Dates: Dates are often used as natural sweeteners because they are extremely high in sugar. A single Medjool date contains roughly 16 grams of sugar, making it a significant source of fructose.

Canned Fruits

Canned fruits often contain added sugars to enhance flavor, which can be detrimental for managing PCOS:

Peaches in syrup: Canned peaches can be a convenient snack or dessert option, but those canned in syrup may contain a large amount of added sugar, exacerbating potential insulin spikes and hormonal imbalances in women with PCOS.

Fruits with High Glycemic Load

Some fruits can have a high glycemic load, meaning they have a more significant impact on blood sugar levels. Managing glycemic load is crucial for controlling PCOS symptoms:

Watermelon: This fruit has a high glycemic index, which can lead to rapid rises in blood glucose levels. Although it is hydrating and low in calories, its potential impact on blood sugar makes it less suitable for PCOS management.

Bananas: Especially ripe bananas are higher on the glycemic index and can quickly elevate blood sugar levels. While they offer potassium and vitamin B6, the sugar content might be too impactful for those with insulin resistance.

The Role of Portion Control and Frequency

Portion control is vital when consuming fruits. The general recommendation for those managing PCOS is to keep fruit servings to about the size of a tennis ball and to not exceed two servings per day. Additionally, incorporating fruits into meals rather than eating them as standalone snacks can help slow the absorption of sugar and reduce spikes in insulin.

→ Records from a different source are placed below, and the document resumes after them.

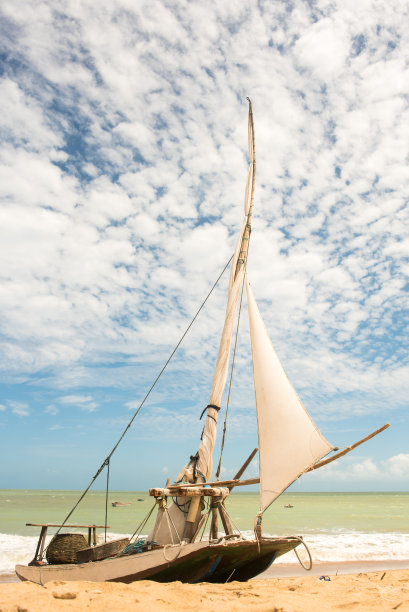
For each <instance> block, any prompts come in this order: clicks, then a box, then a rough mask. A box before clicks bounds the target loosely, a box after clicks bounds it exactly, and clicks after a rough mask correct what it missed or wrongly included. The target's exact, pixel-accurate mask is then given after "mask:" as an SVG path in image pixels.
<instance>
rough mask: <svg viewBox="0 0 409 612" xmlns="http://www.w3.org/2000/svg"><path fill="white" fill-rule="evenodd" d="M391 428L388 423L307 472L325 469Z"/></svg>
mask: <svg viewBox="0 0 409 612" xmlns="http://www.w3.org/2000/svg"><path fill="white" fill-rule="evenodd" d="M389 426H390V423H386V425H384V426H383V427H380V428H379V429H377V430H376V431H373V432H372V433H371V434H369V436H366V437H365V438H362V440H358V442H355V444H351V446H347V447H346V448H344V450H342V451H340V452H339V453H336V455H332V457H328V459H323V461H319V462H318V463H315V464H314V465H313V466H311V467H310V468H308V470H306V472H312V471H313V470H316V469H318V468H319V467H323V466H324V465H328V463H331V462H332V461H335V460H336V459H339V458H340V457H343V456H344V455H346V454H347V453H350V452H351V450H354V448H356V447H357V446H360V445H361V444H363V443H364V442H367V441H368V440H370V439H371V438H373V437H374V436H377V435H378V433H381V432H382V431H385V429H388V427H389Z"/></svg>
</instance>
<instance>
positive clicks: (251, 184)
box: [196, 100, 256, 480]
mask: <svg viewBox="0 0 409 612" xmlns="http://www.w3.org/2000/svg"><path fill="white" fill-rule="evenodd" d="M248 145H249V158H250V163H249V170H248V175H247V183H246V192H245V197H244V220H243V224H242V227H241V231H240V234H239V238H238V240H237V245H236V249H235V252H234V257H233V262H232V267H231V272H230V280H229V292H228V298H227V307H226V315H225V322H224V327H223V332H222V337H221V340H220V346H219V353H218V356H217V362H216V368H215V372H214V376H213V384H212V390H211V393H210V400H209V407H208V409H207V418H206V421H205V425H204V429H203V434H202V440H201V442H200V446H199V449H198V461H197V466H196V467H197V470H198V471H199V472H200V474H202V475H203V477H204V478H205V479H206V480H208V479H209V478H210V475H211V473H212V454H213V448H214V445H215V442H216V429H217V416H218V410H217V409H215V408H212V406H217V407H220V402H221V398H222V395H223V391H224V387H225V385H226V380H227V372H228V366H229V355H230V344H231V337H232V332H233V325H234V319H235V314H236V307H237V301H238V297H239V291H240V286H241V283H242V282H243V274H244V270H245V264H246V261H247V252H248V247H249V239H250V229H251V227H250V224H251V215H252V209H253V195H254V181H255V170H256V160H255V140H254V122H253V109H252V104H251V100H249V117H248Z"/></svg>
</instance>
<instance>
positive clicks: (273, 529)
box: [0, 490, 409, 575]
mask: <svg viewBox="0 0 409 612" xmlns="http://www.w3.org/2000/svg"><path fill="white" fill-rule="evenodd" d="M79 496H80V492H79V491H38V490H25V491H24V490H0V575H1V574H9V573H10V572H12V571H13V568H14V566H15V564H16V563H27V562H28V561H30V559H31V558H32V556H33V553H34V550H35V547H36V543H37V539H38V535H39V528H38V527H26V523H57V524H58V523H61V522H62V521H64V519H65V518H66V516H67V514H68V512H69V511H70V510H71V508H72V507H73V506H74V505H75V503H76V502H77V500H78V498H79ZM113 501H120V502H127V503H129V505H127V506H122V507H121V506H120V507H116V508H113V507H112V502H113ZM153 505H154V500H153V498H151V497H149V495H148V494H147V493H146V492H145V491H140V492H138V491H131V492H130V491H115V492H111V493H110V495H109V498H108V525H109V535H108V537H115V536H116V535H119V534H127V535H130V534H133V533H134V532H135V530H136V529H137V527H138V525H139V524H140V523H141V522H142V520H143V519H144V517H145V516H146V515H147V514H148V512H149V511H150V509H151V508H152V507H153ZM226 505H227V510H228V512H229V515H230V518H231V520H232V522H233V525H234V527H235V528H237V529H239V530H240V531H241V532H242V534H243V535H244V536H245V537H253V525H254V517H255V515H256V514H257V511H258V508H259V496H258V494H257V493H242V492H233V493H232V494H231V495H230V496H229V498H228V500H227V504H226ZM287 505H291V506H292V507H290V508H288V507H287V508H286V507H285V506H287ZM154 517H155V512H153V513H152V517H151V519H150V522H149V523H148V524H147V525H146V526H145V527H144V528H143V529H142V530H141V531H140V532H139V533H140V535H141V536H144V535H147V534H148V533H149V531H150V528H151V527H152V525H153V520H154ZM104 521H105V492H103V491H91V492H90V493H88V495H87V496H86V497H85V499H84V500H83V501H82V502H81V504H80V505H79V506H78V508H77V509H76V510H75V511H74V513H73V514H72V516H70V518H69V521H68V523H69V524H99V525H103V524H104ZM71 531H78V530H77V529H74V530H73V529H71ZM50 532H51V533H53V532H55V530H50ZM263 532H264V533H265V534H266V535H278V536H282V535H302V536H303V537H304V540H305V541H306V542H307V543H308V546H309V548H310V550H311V553H312V555H313V559H314V562H326V561H356V560H369V559H370V560H409V493H400V492H397V493H285V494H283V495H282V496H281V497H280V498H279V499H278V500H276V501H275V502H274V504H272V506H271V507H270V508H269V509H268V510H267V511H266V512H265V514H264V518H263ZM99 534H100V535H101V536H102V535H103V529H100V530H99ZM282 559H283V562H285V563H292V562H293V563H296V562H297V561H296V559H295V556H294V555H293V554H292V553H289V554H288V555H285V556H284V557H283V558H282ZM280 560H281V558H280ZM280 560H278V562H280Z"/></svg>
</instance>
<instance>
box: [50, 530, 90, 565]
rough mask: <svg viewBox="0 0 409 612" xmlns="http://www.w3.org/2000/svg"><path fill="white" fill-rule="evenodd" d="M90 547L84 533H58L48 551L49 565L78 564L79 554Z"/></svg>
mask: <svg viewBox="0 0 409 612" xmlns="http://www.w3.org/2000/svg"><path fill="white" fill-rule="evenodd" d="M87 547H88V542H87V540H86V539H85V537H84V536H83V535H82V533H58V534H57V535H56V536H54V537H53V539H52V540H51V542H50V543H49V545H48V548H47V551H46V559H47V561H48V563H52V564H53V565H54V564H58V563H76V562H77V552H78V551H79V550H82V549H83V548H87Z"/></svg>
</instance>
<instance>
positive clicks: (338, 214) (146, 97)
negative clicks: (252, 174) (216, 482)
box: [0, 0, 409, 491]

Recommended Fruit Choices for PCOS

While some fruits are best limited, plenty of options are beneficial for those managing PCOS. Low-glycemic fruits are preferable as they have a less dramatic effect on blood sugar and insulin levels:

  • Berries: Such as blueberries, strawberries, and raspberries are low in GI and high in antioxidants.
  • Cherries: Have a lower GI and are a good option for a sweet treat.
  • Apples and Pears: When eaten with their skin, provide fiber that helps manage blood sugar levels.

Incorporating these fruits into your diet can provide the nutritional benefits of fruits without the high sugar load that exacerbates PCOS symptoms.


Diet plays a pivotal role in managing PCOS, and understanding which fruits to avoid can significantly influence symptom control. It’s important to remember that everyone’s body reacts differently, so it may be necessary to tailor these recommendations to your specific situation. Consulting with a healthcare provider or dietitian can provide personalized advice and support. Managing PCOS is a complex journey, but with the right information and support, dietary adjustments can make a significant difference in your quality of life.